The Dordogne's location means that sunshine is in plentiful supply from April to October. The spring and late summer months are some for enjoying a walking or biking vacation.
There is a lot to choose from in the region thanks to four distinct Périgord areas:
- The Périgord Vert (Green Périgord) offers verdant valleys, numerous rivers and streams
- The Périgord Blanc (White Périgord) is home to the regional capital of Périgueux, limestone plateaux, wide valleys, and meadows.
- The capital of Périgord Pourpre (Purple Périgord) is Bergerac, and the area is famed for its wines
- The Périgord Noir (Black Périgord) gets its name from the dark and dramatic valleys of oak woods and pine.
The Périgord Noir tops the charts for the cliff-top villages Domme and Beynac-et-Cazenac, with a 12th-century castle and to-die-for views; La Roque-Gageac, which is built right into the cliffside; the hilltop Jardins de Marqueyssac with shaded paths and mazes and beguiling Sarlat-la Canéda's picture-perfect medieval buildings and winding streets.
The Dordogne is renowned for its love of food and drink – and boasts a long culinary heritage and a fabulous gastronomic heritage. The Dordogne is also known as France's foie gras, duck, and truffle capital. Every season also brings its outstanding natural larder, including spring's white asparagus, morel mushrooms, strawberries; summer's bounty of fresh fruit; autumn's walnuts, wild cepes girolle mushrooms; and the famed white and black truffles of winter. There is also a great variety of local cheeses, such as Cabécou, made from raw goat's milk, and the soft walnut-liqueur-washed cheese crafted by the monks at Abbaye d'Echourgnac.
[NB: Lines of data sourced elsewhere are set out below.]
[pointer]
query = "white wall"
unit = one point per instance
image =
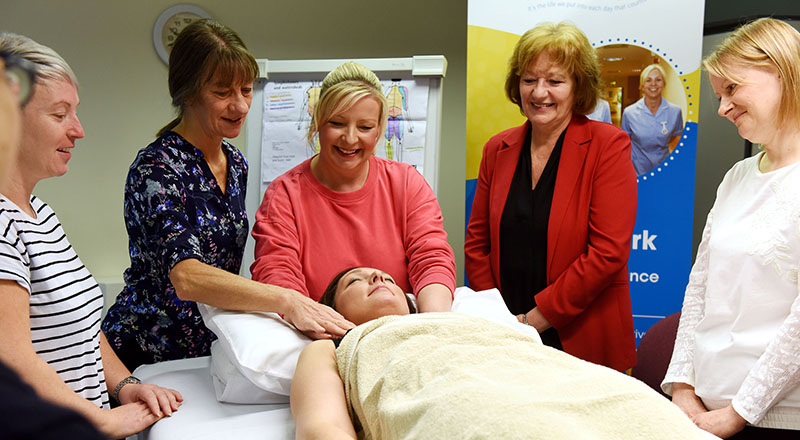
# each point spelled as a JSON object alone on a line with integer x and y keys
{"x": 124, "y": 96}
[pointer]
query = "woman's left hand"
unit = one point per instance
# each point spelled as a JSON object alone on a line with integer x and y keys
{"x": 161, "y": 401}
{"x": 723, "y": 422}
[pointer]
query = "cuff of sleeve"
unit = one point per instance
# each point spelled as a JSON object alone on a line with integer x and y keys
{"x": 669, "y": 379}
{"x": 182, "y": 254}
{"x": 752, "y": 416}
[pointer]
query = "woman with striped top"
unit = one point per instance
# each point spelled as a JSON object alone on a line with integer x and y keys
{"x": 51, "y": 303}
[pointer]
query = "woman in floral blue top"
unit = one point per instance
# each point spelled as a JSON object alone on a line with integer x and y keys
{"x": 185, "y": 213}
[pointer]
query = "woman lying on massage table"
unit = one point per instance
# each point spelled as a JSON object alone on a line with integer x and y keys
{"x": 447, "y": 375}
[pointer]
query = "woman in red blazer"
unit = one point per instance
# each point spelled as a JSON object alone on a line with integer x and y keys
{"x": 555, "y": 204}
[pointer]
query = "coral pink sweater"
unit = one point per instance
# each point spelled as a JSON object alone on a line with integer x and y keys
{"x": 306, "y": 233}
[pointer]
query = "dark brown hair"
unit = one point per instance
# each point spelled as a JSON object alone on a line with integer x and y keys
{"x": 203, "y": 49}
{"x": 329, "y": 295}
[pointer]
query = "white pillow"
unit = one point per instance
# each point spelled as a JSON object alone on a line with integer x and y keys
{"x": 232, "y": 386}
{"x": 261, "y": 349}
{"x": 489, "y": 304}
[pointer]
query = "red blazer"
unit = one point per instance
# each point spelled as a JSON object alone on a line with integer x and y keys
{"x": 588, "y": 237}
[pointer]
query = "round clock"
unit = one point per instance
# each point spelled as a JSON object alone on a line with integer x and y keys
{"x": 170, "y": 23}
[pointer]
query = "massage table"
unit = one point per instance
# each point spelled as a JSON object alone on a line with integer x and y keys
{"x": 201, "y": 416}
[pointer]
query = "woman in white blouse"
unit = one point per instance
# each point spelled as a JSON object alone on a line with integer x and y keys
{"x": 736, "y": 365}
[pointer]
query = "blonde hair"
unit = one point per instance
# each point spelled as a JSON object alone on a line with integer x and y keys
{"x": 646, "y": 71}
{"x": 49, "y": 64}
{"x": 203, "y": 49}
{"x": 341, "y": 89}
{"x": 765, "y": 43}
{"x": 567, "y": 47}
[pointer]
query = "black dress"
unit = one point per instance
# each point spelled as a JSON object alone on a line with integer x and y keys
{"x": 523, "y": 235}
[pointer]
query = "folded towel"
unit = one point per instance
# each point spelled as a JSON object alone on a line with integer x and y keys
{"x": 448, "y": 375}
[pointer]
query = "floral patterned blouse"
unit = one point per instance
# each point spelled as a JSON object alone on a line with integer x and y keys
{"x": 174, "y": 210}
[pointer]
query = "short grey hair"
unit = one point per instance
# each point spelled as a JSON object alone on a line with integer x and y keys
{"x": 49, "y": 64}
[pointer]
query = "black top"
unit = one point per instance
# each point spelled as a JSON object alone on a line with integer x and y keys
{"x": 523, "y": 234}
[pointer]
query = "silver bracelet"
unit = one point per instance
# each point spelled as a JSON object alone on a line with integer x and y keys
{"x": 122, "y": 383}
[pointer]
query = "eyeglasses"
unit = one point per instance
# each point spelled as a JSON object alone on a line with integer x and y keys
{"x": 20, "y": 74}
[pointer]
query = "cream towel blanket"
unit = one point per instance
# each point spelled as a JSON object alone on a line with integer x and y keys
{"x": 452, "y": 376}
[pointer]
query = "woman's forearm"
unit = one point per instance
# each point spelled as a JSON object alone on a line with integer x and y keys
{"x": 435, "y": 298}
{"x": 200, "y": 282}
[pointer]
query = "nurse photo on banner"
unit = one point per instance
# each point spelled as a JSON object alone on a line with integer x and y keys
{"x": 653, "y": 123}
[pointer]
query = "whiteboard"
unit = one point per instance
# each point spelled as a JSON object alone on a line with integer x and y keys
{"x": 431, "y": 68}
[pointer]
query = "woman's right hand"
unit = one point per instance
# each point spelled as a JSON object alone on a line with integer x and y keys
{"x": 683, "y": 395}
{"x": 126, "y": 420}
{"x": 315, "y": 320}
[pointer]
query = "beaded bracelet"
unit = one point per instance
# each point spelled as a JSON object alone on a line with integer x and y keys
{"x": 122, "y": 383}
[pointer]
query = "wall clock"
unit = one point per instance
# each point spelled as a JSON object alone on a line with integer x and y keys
{"x": 169, "y": 24}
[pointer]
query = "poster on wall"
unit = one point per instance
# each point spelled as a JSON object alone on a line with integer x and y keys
{"x": 288, "y": 106}
{"x": 630, "y": 36}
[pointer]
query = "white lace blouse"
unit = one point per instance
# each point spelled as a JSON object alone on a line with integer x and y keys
{"x": 739, "y": 335}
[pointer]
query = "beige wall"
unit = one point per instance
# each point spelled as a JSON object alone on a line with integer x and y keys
{"x": 124, "y": 96}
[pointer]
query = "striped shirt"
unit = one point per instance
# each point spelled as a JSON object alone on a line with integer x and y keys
{"x": 65, "y": 300}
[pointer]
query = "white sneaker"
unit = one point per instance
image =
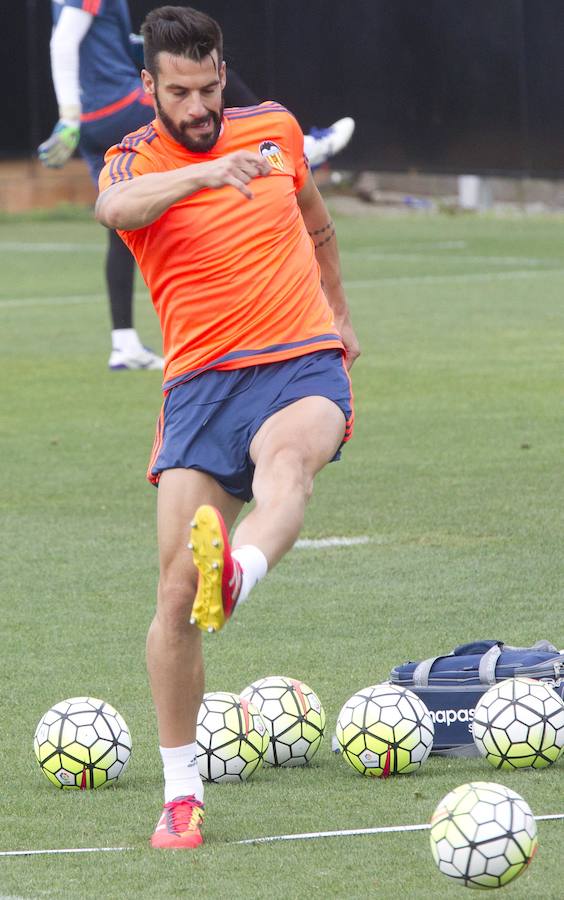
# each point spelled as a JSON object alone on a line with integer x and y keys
{"x": 139, "y": 359}
{"x": 322, "y": 143}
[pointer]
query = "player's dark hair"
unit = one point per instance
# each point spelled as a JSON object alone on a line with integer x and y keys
{"x": 180, "y": 31}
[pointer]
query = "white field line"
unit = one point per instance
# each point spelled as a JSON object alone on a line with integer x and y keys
{"x": 52, "y": 247}
{"x": 319, "y": 543}
{"x": 385, "y": 829}
{"x": 26, "y": 303}
{"x": 72, "y": 300}
{"x": 64, "y": 850}
{"x": 367, "y": 253}
{"x": 311, "y": 835}
{"x": 515, "y": 275}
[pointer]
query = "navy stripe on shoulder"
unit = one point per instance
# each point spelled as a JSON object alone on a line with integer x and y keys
{"x": 259, "y": 112}
{"x": 243, "y": 112}
{"x": 147, "y": 133}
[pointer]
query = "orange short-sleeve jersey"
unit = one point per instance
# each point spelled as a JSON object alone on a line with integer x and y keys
{"x": 234, "y": 281}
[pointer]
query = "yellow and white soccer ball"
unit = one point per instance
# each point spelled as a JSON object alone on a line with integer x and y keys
{"x": 231, "y": 738}
{"x": 519, "y": 723}
{"x": 483, "y": 835}
{"x": 385, "y": 730}
{"x": 294, "y": 717}
{"x": 82, "y": 743}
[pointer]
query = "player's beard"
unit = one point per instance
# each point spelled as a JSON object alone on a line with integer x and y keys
{"x": 199, "y": 144}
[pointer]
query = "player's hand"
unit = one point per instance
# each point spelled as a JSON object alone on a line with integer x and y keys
{"x": 237, "y": 169}
{"x": 57, "y": 149}
{"x": 350, "y": 340}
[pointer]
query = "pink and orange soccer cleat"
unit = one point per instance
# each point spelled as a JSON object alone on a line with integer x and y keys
{"x": 180, "y": 824}
{"x": 220, "y": 575}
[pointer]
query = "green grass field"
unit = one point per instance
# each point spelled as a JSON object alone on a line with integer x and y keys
{"x": 454, "y": 474}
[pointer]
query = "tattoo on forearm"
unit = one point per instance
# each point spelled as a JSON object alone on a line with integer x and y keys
{"x": 326, "y": 237}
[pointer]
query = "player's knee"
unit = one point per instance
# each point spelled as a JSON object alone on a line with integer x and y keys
{"x": 175, "y": 600}
{"x": 287, "y": 472}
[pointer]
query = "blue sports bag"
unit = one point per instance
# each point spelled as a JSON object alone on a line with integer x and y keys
{"x": 451, "y": 685}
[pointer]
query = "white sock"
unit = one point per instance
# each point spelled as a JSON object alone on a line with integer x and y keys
{"x": 254, "y": 565}
{"x": 126, "y": 340}
{"x": 182, "y": 778}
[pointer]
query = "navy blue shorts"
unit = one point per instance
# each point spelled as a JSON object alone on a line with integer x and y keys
{"x": 208, "y": 422}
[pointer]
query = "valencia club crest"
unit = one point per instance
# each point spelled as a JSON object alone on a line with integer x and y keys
{"x": 273, "y": 154}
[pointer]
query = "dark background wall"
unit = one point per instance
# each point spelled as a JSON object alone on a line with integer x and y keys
{"x": 435, "y": 85}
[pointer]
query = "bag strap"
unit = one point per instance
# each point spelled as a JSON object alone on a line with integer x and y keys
{"x": 488, "y": 662}
{"x": 422, "y": 671}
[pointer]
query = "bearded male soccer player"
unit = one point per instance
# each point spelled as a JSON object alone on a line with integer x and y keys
{"x": 234, "y": 242}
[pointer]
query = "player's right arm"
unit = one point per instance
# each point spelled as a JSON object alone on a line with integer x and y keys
{"x": 137, "y": 202}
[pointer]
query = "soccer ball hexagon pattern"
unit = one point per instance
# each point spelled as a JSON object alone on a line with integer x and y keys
{"x": 519, "y": 723}
{"x": 294, "y": 717}
{"x": 385, "y": 730}
{"x": 82, "y": 743}
{"x": 483, "y": 835}
{"x": 231, "y": 737}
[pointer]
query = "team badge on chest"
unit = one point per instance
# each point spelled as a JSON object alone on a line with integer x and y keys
{"x": 272, "y": 152}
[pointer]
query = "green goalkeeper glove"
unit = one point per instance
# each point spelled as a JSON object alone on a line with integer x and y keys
{"x": 57, "y": 149}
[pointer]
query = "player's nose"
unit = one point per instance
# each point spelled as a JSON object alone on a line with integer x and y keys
{"x": 195, "y": 107}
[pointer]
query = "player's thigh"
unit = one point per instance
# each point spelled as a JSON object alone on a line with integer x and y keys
{"x": 310, "y": 430}
{"x": 180, "y": 493}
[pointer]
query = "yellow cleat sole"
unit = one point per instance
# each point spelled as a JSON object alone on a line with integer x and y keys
{"x": 207, "y": 545}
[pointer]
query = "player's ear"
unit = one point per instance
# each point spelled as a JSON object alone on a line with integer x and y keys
{"x": 148, "y": 82}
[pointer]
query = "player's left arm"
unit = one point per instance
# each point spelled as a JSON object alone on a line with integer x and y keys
{"x": 322, "y": 232}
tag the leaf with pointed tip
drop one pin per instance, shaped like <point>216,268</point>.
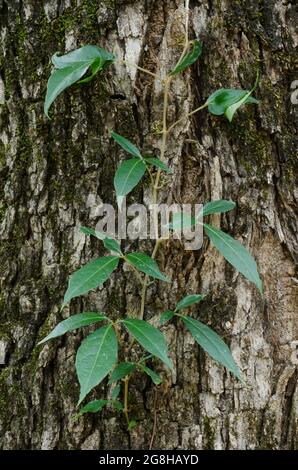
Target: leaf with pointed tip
<point>152,374</point>
<point>60,80</point>
<point>159,164</point>
<point>128,175</point>
<point>189,300</point>
<point>95,358</point>
<point>126,145</point>
<point>166,316</point>
<point>189,58</point>
<point>146,264</point>
<point>74,322</point>
<point>92,407</point>
<point>122,370</point>
<point>91,231</point>
<point>150,338</point>
<point>212,344</point>
<point>223,98</point>
<point>87,54</point>
<point>235,253</point>
<point>218,206</point>
<point>90,276</point>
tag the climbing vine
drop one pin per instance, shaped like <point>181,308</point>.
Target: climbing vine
<point>97,356</point>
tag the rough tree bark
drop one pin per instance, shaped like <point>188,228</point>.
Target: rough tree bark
<point>55,174</point>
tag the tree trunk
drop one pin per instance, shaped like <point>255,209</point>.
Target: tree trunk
<point>55,174</point>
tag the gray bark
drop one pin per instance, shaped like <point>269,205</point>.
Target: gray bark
<point>54,174</point>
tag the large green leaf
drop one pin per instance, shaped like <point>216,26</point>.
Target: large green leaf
<point>71,67</point>
<point>158,163</point>
<point>150,338</point>
<point>218,206</point>
<point>60,80</point>
<point>128,175</point>
<point>188,300</point>
<point>74,322</point>
<point>95,358</point>
<point>90,276</point>
<point>235,253</point>
<point>212,344</point>
<point>126,145</point>
<point>147,265</point>
<point>221,99</point>
<point>121,371</point>
<point>189,58</point>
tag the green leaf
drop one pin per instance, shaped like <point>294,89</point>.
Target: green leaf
<point>235,253</point>
<point>189,300</point>
<point>74,322</point>
<point>189,58</point>
<point>153,375</point>
<point>159,164</point>
<point>116,392</point>
<point>122,370</point>
<point>150,338</point>
<point>132,424</point>
<point>212,344</point>
<point>91,231</point>
<point>222,99</point>
<point>166,316</point>
<point>93,407</point>
<point>71,67</point>
<point>86,54</point>
<point>60,80</point>
<point>117,404</point>
<point>218,206</point>
<point>95,358</point>
<point>146,265</point>
<point>90,276</point>
<point>128,175</point>
<point>112,245</point>
<point>126,145</point>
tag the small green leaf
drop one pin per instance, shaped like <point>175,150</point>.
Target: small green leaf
<point>189,300</point>
<point>95,358</point>
<point>222,99</point>
<point>116,392</point>
<point>122,370</point>
<point>90,276</point>
<point>69,68</point>
<point>235,253</point>
<point>150,338</point>
<point>126,145</point>
<point>60,80</point>
<point>112,245</point>
<point>132,424</point>
<point>146,265</point>
<point>92,407</point>
<point>91,231</point>
<point>86,54</point>
<point>212,344</point>
<point>128,175</point>
<point>159,164</point>
<point>189,58</point>
<point>166,316</point>
<point>117,404</point>
<point>218,206</point>
<point>74,322</point>
<point>153,375</point>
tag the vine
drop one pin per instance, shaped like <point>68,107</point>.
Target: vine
<point>97,356</point>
There are at least a dozen wines produced in the wider region. Try red or white Bergerac, the elegant red Pécharmant and sweet Monbazillac.
There are traditional markets across the region, but one must-visit is the breath-taking, and eye-popping markets in the tiny capital of Périgueux are a must-see. You can wander between tightly packed trestle tables heavy with such foodie gems as chestnuts, mushrooms, quinces, figs, walnuts, and cheeses. A superb indoor market is found in the town of Sarlat. The celebrated architect, Jean Nouvel, who was born in Sarlat, converted the church with its massive doors into an indoor market. Take a glass lift to the roof for panoramic views over the town.
There are so many places to recommend in the Dordogne. Sarlat, in Périgord Noir, with its medieval streets, ancient buildings, and markets, should be high on your list.
There are so many caves, including the Grottes and Gouffres in the Vallée de la Vézère. For example, the Grotte de Rouffignac is well worth visiting to see the hundreds of animal paintings, and at La Madeleine, there is a troglodyte village. Don't miss the Lascaux caves at Montignac. Lascaux II, a replica of the original, is located nearby and displays art from the original site, retracing the history of the cave and explaining the artist's techniques of 17,000 years ago.
To go way, way back in time
The prehistoric site of Régourdou is found near Lascaux, located high on a hill overlooking Montignac. It was discovered as recently as the 1950s and is considered one of Europe's most important Neanderthal sites.
For so, so many castles
The region is famed for its castles. It's said there are 1001 castles, and you'll find them dotted on hills and overlooking the River Dordogne… In fact, everywhere!
As well as being a perfect place for a walking vacation or a Dordogne biking tour, you can try other activities such as canoeing and kayaking on the meandering River Dordogne. Enjoy some castle spotting ( very easy in this region) as you paddle. The River Vézere also heads past ancient caves and archaeological sites, with many more castles to admire along the way. Canoe rentals are easily found around the main towns of the region.